My So-Called Sex Life (How to Date, #1)(17)




UNDER-EXAGGERATING


Hazel

As I zip up my suitcase on Thursday morning, I sniffle. Then, I sniffle a few more times for emphasis.

“Did you hear that? I think I’m coming down with something,” I call out to TJ, who’s toasting bagels in my kitchen. Since bagels are good any time of day, we’re having a send-off lunch before my trip. The flight’s at seven, but I’m leaving for the airport a little after three, just in case.

“You sound just fine,” he says.

I touch my throat then sniffle again. “Gosh, I hope I don’t have a cold. I’d hate to give anyone a cold.”

TJ’s shoes slap against the hardwood floorboards as he strides toward my bedroom, filling up the doorway with his redwood-tree-size frame, holding a mug of coffee. He stares down at me, one eyebrow arched. “Then don’t kiss anyone,” he says, ominously. He doesn’t have to say Axel’s name for me to know who he means.

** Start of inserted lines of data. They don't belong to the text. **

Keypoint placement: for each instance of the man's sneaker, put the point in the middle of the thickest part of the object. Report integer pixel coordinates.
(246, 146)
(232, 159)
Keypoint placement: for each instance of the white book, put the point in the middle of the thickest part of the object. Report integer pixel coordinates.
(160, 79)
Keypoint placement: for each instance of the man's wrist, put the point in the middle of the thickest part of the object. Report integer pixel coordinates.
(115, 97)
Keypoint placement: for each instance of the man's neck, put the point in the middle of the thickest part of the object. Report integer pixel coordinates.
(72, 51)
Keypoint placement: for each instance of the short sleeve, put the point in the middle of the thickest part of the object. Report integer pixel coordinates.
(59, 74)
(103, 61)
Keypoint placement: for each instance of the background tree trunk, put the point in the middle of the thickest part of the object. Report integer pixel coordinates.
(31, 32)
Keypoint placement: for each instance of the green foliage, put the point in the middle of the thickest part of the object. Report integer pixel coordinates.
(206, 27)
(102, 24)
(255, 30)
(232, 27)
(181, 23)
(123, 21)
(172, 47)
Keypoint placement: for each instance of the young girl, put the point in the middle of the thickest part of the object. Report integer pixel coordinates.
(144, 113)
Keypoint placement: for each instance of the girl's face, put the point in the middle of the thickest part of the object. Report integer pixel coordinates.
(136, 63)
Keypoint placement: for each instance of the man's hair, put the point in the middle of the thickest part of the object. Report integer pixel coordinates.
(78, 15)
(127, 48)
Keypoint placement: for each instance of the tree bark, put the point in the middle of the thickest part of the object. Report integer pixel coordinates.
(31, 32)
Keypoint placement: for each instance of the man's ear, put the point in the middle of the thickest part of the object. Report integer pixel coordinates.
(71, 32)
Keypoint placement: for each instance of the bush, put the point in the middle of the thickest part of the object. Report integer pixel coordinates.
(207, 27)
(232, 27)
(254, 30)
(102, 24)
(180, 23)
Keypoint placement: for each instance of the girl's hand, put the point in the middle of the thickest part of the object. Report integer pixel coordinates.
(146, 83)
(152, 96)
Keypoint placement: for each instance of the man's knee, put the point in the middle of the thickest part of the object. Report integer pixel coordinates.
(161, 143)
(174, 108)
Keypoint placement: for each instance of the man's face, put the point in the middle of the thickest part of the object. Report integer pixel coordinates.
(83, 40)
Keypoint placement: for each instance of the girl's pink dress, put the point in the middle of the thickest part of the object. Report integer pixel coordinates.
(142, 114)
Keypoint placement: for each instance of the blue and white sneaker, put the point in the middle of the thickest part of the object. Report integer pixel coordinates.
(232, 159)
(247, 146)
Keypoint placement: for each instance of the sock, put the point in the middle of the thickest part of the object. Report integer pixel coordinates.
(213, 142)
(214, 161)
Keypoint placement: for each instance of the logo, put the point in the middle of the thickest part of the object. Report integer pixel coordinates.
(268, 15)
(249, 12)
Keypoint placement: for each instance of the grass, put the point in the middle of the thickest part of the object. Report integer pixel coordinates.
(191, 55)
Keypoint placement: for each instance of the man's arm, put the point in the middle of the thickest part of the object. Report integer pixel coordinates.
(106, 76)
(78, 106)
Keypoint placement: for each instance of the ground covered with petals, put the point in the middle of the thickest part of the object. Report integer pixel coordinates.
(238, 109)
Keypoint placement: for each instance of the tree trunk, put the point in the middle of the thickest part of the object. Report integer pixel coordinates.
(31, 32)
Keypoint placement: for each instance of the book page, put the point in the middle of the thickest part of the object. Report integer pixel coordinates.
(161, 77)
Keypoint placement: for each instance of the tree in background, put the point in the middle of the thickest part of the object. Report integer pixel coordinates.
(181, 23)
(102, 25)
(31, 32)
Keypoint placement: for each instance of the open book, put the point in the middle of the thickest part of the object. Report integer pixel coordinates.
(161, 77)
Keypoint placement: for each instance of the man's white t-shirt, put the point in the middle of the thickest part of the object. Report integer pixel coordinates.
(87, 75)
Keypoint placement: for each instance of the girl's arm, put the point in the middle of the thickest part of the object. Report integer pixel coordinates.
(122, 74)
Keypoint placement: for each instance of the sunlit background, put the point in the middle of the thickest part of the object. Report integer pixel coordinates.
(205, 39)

I wrinkle my nose at that preposterous suggestion, then pop up from my now-closed luggage, stroking my throat again. I force out another cough. “I’m dying. Doesn’t it sound like I’m dying?”

“Dying of pathetic attempts to get out of a trip,” he says.

I sneer at him, then shake a finger. “This is all your fault.”

He cracks up, lifts his cup, takes a drink. “How is this my fault?”

“It’s not! I’m just freaking out,” I blurt out, then I let my shoulders sag. My stomach twists with nerves. “I don’t know how to handle being with Axel for a week. Help.”

My friend closes the distance between us, wraps his free arm around me, and squeezes. “Let’s get you a bagel, and we’ll come up with a game plan.”

I nod, feeling a little better for the moral support. We head to my tiny kitchen, where I blow out a heavy breath. Try to shake off the past. “Sorry. It’s just that seeing him is tougher than I’d thought.”

For so many reasons.

“You miss him,” he says gently, and it’s not a question. It’s just the truth.

I desperately miss the friendship, the camaraderie, the way we understood each other.

“I do,” I say, sad and wistful. Then I shake out my shoulders, like I can shimmy away the emotions. “But I’m just going to…adult my way through this trip. I’ll focus on the readers and the agenda, and then I’ll snag some girl time with Rachel in Paris.”

“Good idea. Make that your reward for adulting with Axel,” he says. “Tell yourself you only get to see her if you’ve been good.”

“Oh, I do like rewards,” I say, excited now.

“I know, Hazel. I know.”

“All right, Rachel is my reward and adulting is the plan. I can do this.”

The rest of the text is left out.